Sec. 2. Filing Plans and Specifications. - Plumbers before commencing the construction of plumbing work in any building (except in case of repairs, which are here defined to relate to the mending of leaks in soil, vent, or waste pipes, faucets, valves and water-supply pipes, and shall not be construed to admit of the replacing of any fixture, such as water closets, bath tubs, lavatories, sinks, etc., or the respective traps for such fixtures) shall submit to the bureau plans and specifications, legibly drawn in ink, on blanks to be furnished by said board or bureau. Where two or more buildings are located together and on the same street, and the plumbing work is identical in each, one plan will be sufficient. Plans will be approved or rejected within 24 hours after their receipt.

Sec. 3. Material of House Drain and Sewer. - House drains or soil pipes laid beneath floor must be extra heavy cast-iron pipe, with leaded and caulked joints, and carried 5 feet outside cellar wall. All drains and soil pipes connected with main drain where it is above the cellar floor shall be extra heavy cast-iron pipe with leaded joints properly secured or of heavy wrought-iron pipe with screw joints properly secured and carried 5 feet outside cellar wall and all arrangements for soil and waste pipes shall be run as direct as possible. Changes of direction on pipes shall be made with "Y"-branches, both above and below the ground, and where such pipes pass through a new foundation-wall a relieving arch shall be built over it, with a 2-inch space on either side of the pipe.

Sec. 4. - The size of main house drain shall be determined by the total area of the buildings and paved surfaces to be drained, according to the following table, if iron pipe is used. If the pipe is terra-cotta the pipe shall be one size larger than for the same amount of area drainage.

DiameterFall 1⁄4 inch per footFall 1⁄2 inch per foot
4 inches.....1,800 square feet drainage2,500 square feet drainage area
5 inches.....3,000 square feet drainage4,500 square feet drainage area
6 inches.....5,000 square feet drainage7,500 square feet drainage area
8 inches.....9,100 square feet drainage13,600 square feet drainage area
10 inches.....14,000 square feet drainage20,000 square feet drainage area

The main house drains may be decreased in diameter beyond the rain-water conductor or surface inlet by permission of the bureau, when the plans show that the conditions are such as to warrant such decrease, but in no case shall the main house drain be less than 4 inches in diameter.

Sec. 5. Main Trap. - An iron running trap with two clean-outs must be placed in the house drain near the front wall of the house, and on the sewer side of all connections. If placed outside the house or below the cellar floor the clean-outs must extend to surface with brass screw cap ferrules caulked in.
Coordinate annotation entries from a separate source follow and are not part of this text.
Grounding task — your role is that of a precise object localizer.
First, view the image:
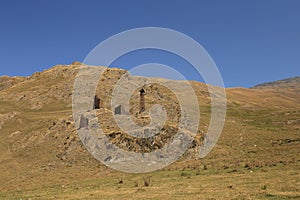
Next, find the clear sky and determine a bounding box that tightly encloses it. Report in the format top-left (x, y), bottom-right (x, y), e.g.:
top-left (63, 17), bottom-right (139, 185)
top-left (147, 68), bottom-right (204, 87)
top-left (0, 0), bottom-right (300, 87)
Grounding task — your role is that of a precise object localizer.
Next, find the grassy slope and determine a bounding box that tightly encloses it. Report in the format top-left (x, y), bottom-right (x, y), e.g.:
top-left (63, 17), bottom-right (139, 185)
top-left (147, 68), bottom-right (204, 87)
top-left (0, 65), bottom-right (300, 199)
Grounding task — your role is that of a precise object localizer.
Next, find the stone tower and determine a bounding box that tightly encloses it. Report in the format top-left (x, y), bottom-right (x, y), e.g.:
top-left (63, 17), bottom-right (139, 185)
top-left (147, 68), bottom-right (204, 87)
top-left (140, 88), bottom-right (146, 113)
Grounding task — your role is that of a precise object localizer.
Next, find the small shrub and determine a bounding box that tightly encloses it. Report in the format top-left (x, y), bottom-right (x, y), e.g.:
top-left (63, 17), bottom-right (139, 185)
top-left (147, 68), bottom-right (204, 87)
top-left (261, 185), bottom-right (267, 190)
top-left (143, 176), bottom-right (151, 187)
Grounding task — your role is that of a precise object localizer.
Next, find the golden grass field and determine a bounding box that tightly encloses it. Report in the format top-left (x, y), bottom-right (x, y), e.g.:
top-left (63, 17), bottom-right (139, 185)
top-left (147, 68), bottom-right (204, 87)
top-left (0, 63), bottom-right (300, 199)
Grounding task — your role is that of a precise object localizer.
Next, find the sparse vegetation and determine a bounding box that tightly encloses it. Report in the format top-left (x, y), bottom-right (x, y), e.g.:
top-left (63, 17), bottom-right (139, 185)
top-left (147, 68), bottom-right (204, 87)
top-left (0, 65), bottom-right (300, 199)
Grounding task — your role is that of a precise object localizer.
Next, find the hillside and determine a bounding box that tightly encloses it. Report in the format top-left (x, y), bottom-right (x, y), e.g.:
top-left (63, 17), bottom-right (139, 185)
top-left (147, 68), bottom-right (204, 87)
top-left (252, 76), bottom-right (300, 89)
top-left (0, 62), bottom-right (300, 199)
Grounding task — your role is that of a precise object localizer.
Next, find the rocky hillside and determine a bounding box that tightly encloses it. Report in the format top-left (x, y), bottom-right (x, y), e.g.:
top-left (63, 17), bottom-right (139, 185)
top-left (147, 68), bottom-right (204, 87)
top-left (0, 62), bottom-right (300, 197)
top-left (252, 76), bottom-right (300, 89)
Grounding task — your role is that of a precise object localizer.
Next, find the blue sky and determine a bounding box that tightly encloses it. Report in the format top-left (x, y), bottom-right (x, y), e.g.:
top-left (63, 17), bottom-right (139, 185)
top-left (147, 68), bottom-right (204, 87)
top-left (0, 0), bottom-right (300, 87)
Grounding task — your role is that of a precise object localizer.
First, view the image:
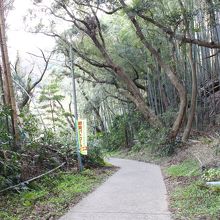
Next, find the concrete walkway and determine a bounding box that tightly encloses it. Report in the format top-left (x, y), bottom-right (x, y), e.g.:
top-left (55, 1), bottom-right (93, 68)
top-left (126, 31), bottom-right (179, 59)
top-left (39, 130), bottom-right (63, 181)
top-left (60, 159), bottom-right (171, 220)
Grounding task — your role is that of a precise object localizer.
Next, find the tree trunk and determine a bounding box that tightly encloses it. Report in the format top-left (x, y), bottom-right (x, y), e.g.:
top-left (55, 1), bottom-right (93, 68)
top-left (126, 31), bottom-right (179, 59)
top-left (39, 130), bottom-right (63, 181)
top-left (0, 0), bottom-right (19, 149)
top-left (182, 44), bottom-right (197, 142)
top-left (90, 32), bottom-right (162, 127)
top-left (120, 3), bottom-right (187, 139)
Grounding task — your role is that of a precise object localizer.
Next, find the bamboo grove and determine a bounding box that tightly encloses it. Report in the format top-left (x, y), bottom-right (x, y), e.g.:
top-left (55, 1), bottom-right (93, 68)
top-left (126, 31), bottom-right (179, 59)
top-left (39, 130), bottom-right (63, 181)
top-left (0, 0), bottom-right (220, 151)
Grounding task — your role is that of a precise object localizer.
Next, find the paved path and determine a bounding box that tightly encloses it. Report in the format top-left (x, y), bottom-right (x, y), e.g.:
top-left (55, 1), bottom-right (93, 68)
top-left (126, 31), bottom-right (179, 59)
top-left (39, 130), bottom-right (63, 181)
top-left (60, 159), bottom-right (171, 220)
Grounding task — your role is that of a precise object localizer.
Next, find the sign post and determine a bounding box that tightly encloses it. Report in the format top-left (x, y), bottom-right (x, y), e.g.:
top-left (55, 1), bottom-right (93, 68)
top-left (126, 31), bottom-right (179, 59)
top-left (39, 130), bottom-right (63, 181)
top-left (78, 119), bottom-right (88, 155)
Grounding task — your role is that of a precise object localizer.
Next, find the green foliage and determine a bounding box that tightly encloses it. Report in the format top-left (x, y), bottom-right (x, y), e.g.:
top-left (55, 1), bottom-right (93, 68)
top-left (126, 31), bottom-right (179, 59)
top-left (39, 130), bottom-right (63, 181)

If outside the house, it must never be placed less than 4 feet below the surface of the ground.

Sec. 6. Fresh-air Inlet. - A fresh-air inlet pipe must be connected with the house drain just inside of the house trap and extended to the outer air, terminating with a return bend, or a vent cap or a grating with an open end 1 foot above grade at the most available point to be determined by the building department.

The fresh-air inlet pipe must be 4 inches in diameter for house drains of 6 inches or less and as much larger as the building department may direct for house drains more than 6 inches in diameter.

Sec. 7. Laying of House Sewers and Drains. - House sewers and house drains must, where possible, be given an even grade to the main sewer of not less than 1⁄4 inch to the foot. Full-sized "Y"- and "T"-branch fittings for handhole clean-outs must be provided where required on house drain and its branches. No clean-out need be larger than 6 inches.